How to Ripen and Store Avocados

We put popular avocado-ripening methods to the test to determine which ones work and which don’t.

Avocados hold an intriguing position among commercially popular fruits. Avocados, unlike most other fruits, do not ripen on the tree; they begin ripening off the tree after reaching full maturity. But then the race to ripeness begins, and in the case of avocados, that race is quite short, with few options for long-term preservation.

These two facts place commercial avocado producers, shippers, and sellers’ concerns squarely opposite those of the home chef. Those in the avocado sector are looking for ways to postpone the ripening of the chosen fruit for as long as possible, giving them as much time as possible to get the avocados from the field to your kitchen counter in good shape. They’ve gotten pretty good at it after a lot of research—by lowering temperatures, reducing environmental oxygen and increasing carbon dioxide, shrink-wrapping or waxing the fruit, and other techniques. Despite significant shipping distances and other challenges, the avocado industry can keep the fruit in its mature-but-unripe state to the point of sale.

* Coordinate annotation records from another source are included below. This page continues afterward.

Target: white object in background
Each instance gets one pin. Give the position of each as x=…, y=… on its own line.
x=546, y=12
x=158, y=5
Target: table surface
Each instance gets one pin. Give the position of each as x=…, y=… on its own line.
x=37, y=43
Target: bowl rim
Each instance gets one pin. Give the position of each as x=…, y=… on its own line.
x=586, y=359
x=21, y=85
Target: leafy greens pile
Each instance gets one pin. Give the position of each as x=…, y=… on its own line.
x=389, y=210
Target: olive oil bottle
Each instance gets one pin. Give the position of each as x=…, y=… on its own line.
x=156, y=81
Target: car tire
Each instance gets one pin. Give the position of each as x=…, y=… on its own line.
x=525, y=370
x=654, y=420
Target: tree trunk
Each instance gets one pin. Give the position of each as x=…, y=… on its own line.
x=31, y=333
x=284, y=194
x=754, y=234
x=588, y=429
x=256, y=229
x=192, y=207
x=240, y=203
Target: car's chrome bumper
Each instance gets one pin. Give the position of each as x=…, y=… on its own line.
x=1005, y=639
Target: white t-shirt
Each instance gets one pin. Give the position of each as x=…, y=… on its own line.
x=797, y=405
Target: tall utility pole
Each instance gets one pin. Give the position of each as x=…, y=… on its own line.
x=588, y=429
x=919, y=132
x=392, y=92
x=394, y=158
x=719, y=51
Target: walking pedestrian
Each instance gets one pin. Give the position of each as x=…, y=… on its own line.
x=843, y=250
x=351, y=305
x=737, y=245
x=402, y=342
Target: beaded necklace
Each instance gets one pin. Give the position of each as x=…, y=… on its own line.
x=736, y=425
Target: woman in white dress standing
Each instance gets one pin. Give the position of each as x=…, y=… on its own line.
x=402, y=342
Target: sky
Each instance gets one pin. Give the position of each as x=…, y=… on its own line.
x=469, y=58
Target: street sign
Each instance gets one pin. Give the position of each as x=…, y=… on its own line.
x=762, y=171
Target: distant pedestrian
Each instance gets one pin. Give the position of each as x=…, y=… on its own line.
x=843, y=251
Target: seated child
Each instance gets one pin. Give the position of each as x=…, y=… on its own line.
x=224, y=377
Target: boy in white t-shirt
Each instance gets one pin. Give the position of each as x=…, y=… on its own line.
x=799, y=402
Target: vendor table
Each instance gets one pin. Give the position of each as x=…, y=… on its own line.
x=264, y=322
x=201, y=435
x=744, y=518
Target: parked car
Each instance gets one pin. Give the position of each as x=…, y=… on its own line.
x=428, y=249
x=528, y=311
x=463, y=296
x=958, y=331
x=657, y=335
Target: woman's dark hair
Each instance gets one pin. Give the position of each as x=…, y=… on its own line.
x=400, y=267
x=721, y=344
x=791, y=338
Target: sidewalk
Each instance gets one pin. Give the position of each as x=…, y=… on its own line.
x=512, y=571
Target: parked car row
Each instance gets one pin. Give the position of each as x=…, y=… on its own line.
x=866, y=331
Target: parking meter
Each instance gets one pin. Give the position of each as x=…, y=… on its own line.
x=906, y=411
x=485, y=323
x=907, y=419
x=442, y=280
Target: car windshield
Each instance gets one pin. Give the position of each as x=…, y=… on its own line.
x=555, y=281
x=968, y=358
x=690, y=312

On the other hand, the average home cook wants to know how to speed up ripening so they can eat the damn thing. This can be a problem when shopping for and eating avocados because, to put it frankly, perfectly ripe avocados are difficult to come by. The window of time when they are perfectly cooked—soft and delicate with no brown spots or streaks—is notoriously limited. It can make throwing an avocado-themed party a terrifying experience.

Fortunately, there are a few techniques to slow the rate at which they ripen, as well as certain methods that other articles on this issue promote, but we do not.

How to Choose a Quality Avocado When Shopping

We’ve all seen avocados that appear flawless on the outside but reveal a succession of deep brown streaks and striations when cut open. What’s the deal with that?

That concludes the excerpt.